But one fairly warm day I was walking near West Broadway and Prince and noticed some people clustered in front of an art gallery with generator trucks and cables leading upstairs. So without asking questions or making eye contact with anyone I walked right in and bounded up the staircase. Upstairs was a large, high-ceilinged art gallery with many people milling about. A casual vibe. Nobody said “excuse me, can I help you?” I just walked over to craft services like I was part of the crew and helped myself to an apple and a cup of coffee. I figured I’d spot a recognizable someone — a director, an actor — and figure out what the “show” was from that.
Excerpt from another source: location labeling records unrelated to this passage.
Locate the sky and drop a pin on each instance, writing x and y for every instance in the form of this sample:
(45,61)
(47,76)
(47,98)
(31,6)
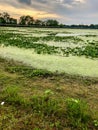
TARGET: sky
(65,11)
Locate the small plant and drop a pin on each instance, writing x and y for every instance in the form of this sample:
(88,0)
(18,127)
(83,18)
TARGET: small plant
(44,104)
(96,123)
(77,112)
(10,95)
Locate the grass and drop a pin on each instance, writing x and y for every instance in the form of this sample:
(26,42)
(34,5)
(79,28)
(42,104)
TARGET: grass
(48,87)
(46,103)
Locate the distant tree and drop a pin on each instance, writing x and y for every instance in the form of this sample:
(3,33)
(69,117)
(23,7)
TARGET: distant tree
(2,21)
(6,17)
(38,22)
(26,20)
(12,21)
(52,22)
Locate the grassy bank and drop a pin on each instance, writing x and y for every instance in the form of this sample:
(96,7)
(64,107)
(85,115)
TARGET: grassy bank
(39,100)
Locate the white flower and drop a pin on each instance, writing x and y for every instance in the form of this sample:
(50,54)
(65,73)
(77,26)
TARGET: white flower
(2,103)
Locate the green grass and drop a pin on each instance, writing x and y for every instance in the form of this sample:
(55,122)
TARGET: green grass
(45,103)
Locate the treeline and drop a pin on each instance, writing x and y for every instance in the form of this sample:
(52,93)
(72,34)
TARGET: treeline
(27,20)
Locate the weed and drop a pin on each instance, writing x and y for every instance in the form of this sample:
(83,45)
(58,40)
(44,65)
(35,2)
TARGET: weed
(77,112)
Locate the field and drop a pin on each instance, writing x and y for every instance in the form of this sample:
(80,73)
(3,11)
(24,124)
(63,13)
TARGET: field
(48,79)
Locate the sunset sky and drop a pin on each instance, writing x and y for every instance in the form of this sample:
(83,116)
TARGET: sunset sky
(66,11)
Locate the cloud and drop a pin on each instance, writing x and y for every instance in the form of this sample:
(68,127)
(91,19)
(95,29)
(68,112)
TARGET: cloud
(66,11)
(28,2)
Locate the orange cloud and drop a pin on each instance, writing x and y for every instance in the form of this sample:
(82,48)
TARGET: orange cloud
(17,12)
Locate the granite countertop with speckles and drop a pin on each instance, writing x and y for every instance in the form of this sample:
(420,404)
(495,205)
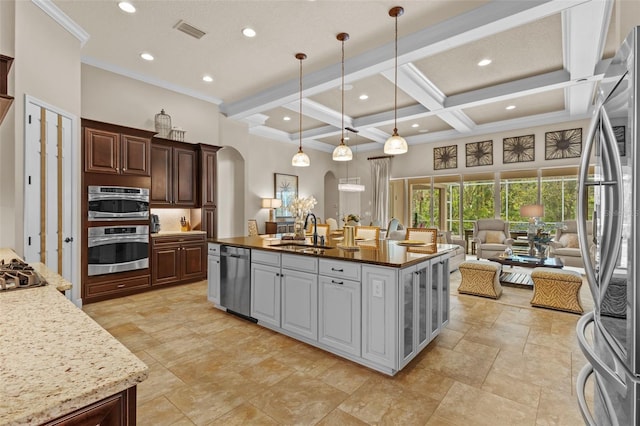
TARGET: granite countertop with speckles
(55,359)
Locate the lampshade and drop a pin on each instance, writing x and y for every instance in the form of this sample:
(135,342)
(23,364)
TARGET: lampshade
(271,203)
(350,187)
(532,210)
(342,152)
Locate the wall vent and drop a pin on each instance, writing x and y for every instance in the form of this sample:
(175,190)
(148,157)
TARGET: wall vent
(189,29)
And then I walked into the main gallery room and there, sitting in a canvas chair and reading something intently, was young Woody Allen. He was being left alone, nobody hovering. Glasses, dark brownish-red hair, flannel shirt…and sitting absolutely still, like a Duane Hanson sculpture. He might have had a bit of makeup on, or so I recall. But it was Woody, all right, and right away I said to myself, “I’m gonna get busted if I stand here and just stare at him.” So I walked around a bit more with a guarded expression and then went downstairs and asked somebody what the movie was called. “It’s a Woody Allen film….that’s all I know,” some guy said.
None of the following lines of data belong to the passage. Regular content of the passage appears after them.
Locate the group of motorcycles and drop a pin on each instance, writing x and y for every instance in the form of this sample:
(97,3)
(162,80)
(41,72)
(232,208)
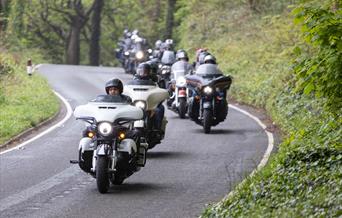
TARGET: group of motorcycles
(132,50)
(119,134)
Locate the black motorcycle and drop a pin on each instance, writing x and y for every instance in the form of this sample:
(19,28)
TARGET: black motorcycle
(208,104)
(164,71)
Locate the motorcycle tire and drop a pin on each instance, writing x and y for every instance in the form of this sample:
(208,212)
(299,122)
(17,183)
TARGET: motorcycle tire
(207,120)
(85,160)
(182,108)
(102,179)
(118,180)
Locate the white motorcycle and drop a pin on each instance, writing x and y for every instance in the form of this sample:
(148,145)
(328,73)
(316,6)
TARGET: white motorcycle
(107,151)
(147,95)
(178,101)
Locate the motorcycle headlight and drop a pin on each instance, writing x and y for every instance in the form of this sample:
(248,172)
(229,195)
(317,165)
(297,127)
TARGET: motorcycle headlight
(139,55)
(140,104)
(105,128)
(208,90)
(181,80)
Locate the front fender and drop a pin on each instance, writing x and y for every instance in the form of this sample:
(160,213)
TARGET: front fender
(103,149)
(86,144)
(207,105)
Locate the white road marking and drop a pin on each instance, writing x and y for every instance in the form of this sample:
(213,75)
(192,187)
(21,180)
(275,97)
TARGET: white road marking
(38,188)
(57,179)
(267,153)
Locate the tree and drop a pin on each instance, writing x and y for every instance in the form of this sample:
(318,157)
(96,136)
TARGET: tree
(58,22)
(169,18)
(94,50)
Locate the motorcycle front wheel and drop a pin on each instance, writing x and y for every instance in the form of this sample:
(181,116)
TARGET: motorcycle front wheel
(182,108)
(102,179)
(207,120)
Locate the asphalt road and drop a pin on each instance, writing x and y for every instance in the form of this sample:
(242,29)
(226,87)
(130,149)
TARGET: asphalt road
(188,170)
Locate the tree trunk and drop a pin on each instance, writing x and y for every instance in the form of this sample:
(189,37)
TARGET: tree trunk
(169,18)
(94,50)
(73,50)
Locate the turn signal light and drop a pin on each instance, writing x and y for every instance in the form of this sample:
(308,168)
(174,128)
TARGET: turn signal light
(90,134)
(122,135)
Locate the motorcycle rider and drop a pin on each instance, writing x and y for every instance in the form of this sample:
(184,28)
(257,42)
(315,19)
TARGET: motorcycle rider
(157,49)
(114,87)
(210,59)
(182,56)
(145,77)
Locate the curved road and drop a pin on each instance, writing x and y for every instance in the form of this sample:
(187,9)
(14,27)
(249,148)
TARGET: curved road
(188,170)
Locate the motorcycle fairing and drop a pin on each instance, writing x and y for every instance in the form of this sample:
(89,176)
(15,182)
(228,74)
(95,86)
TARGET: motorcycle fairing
(152,94)
(109,112)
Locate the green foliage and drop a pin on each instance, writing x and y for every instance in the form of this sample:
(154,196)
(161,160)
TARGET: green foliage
(24,101)
(304,178)
(320,71)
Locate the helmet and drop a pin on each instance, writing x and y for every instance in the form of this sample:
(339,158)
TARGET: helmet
(114,83)
(199,51)
(135,32)
(158,43)
(168,44)
(209,59)
(143,71)
(181,54)
(169,41)
(201,56)
(128,35)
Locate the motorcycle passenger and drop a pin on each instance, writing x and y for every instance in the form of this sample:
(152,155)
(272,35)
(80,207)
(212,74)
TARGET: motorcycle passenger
(182,56)
(210,59)
(157,53)
(145,77)
(114,87)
I’m not sure anyone knew the title at the time, but the following April, or about seven or eight months later, the movie opened with a title — Manhattan.
My emotional and financial states were so precarious and I was so close to depression at the time of the Allen sighting that just glimpsing him sitting there gave me a real lift. For a minute or two I was part of a very elite and highly charged environment, if only as a secret visitor, and I felt good about myself for momentarily slipping inside and smelling the air of that set. The experience lasted for maybe three minutes, tops, but I’ve never forgotten it.
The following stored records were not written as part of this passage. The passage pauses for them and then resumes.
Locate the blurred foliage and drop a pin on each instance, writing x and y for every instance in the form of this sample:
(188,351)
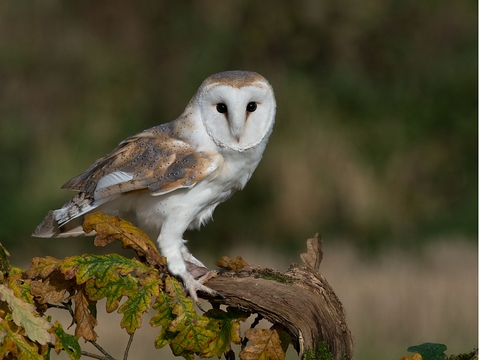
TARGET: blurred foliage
(376,133)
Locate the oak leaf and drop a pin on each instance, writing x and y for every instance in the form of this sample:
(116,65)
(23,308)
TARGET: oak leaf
(66,342)
(226,263)
(314,255)
(110,228)
(24,315)
(266,345)
(83,317)
(138,303)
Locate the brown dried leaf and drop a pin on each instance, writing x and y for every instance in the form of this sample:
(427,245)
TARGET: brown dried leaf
(314,255)
(83,318)
(266,345)
(41,268)
(226,263)
(44,292)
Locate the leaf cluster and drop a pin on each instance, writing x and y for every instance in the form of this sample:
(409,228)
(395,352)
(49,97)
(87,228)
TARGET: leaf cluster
(130,287)
(434,351)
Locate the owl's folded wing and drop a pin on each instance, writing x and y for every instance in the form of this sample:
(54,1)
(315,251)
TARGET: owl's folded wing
(154,160)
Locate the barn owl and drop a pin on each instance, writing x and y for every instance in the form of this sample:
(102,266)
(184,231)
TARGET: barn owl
(170,178)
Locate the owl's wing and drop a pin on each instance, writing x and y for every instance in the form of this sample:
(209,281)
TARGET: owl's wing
(154,159)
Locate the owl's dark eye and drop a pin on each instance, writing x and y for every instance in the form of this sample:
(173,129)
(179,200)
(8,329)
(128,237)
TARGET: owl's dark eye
(222,108)
(251,107)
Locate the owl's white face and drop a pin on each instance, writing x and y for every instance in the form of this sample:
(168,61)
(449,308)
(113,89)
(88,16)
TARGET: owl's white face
(238,116)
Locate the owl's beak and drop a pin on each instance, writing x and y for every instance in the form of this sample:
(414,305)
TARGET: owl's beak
(237,125)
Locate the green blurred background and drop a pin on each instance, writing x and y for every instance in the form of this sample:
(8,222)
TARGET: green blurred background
(375,144)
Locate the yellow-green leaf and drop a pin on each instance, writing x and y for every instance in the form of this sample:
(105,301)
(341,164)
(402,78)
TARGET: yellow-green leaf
(226,329)
(164,317)
(138,303)
(193,335)
(66,342)
(114,290)
(266,345)
(83,317)
(110,228)
(100,267)
(41,268)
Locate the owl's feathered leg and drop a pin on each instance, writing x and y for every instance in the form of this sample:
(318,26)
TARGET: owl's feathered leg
(174,250)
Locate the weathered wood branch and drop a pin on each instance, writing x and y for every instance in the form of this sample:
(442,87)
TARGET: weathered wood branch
(300,300)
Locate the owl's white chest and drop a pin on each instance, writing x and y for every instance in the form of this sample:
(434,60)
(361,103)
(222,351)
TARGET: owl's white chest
(187,208)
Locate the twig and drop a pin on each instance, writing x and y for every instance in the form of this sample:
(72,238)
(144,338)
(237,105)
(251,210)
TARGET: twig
(99,357)
(107,355)
(125,356)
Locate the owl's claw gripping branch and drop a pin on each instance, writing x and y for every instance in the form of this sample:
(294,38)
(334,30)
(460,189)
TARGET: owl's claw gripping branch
(192,286)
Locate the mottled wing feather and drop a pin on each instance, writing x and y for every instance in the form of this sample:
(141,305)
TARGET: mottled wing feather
(155,159)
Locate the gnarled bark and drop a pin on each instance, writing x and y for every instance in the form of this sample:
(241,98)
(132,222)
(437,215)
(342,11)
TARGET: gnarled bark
(300,300)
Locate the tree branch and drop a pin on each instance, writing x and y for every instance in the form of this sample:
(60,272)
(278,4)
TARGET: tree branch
(300,300)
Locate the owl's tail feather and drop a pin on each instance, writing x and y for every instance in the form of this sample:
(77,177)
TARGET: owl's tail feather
(49,227)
From Manhattan: “He was given to fits of rage, Jewish liberal paranoia, male chauvinism, self-righteous misanthropy and nihilistic moods of despair. He had complaints about life but never any solutions. He longed to be an artist but balked at the necessary sacrifices. In his most private moments he spoke of his fear of death, which he elevated to tragic heights when in fact it was mere narcissism.”
A Manhattan Bluray is apparently slated for release in January 2012.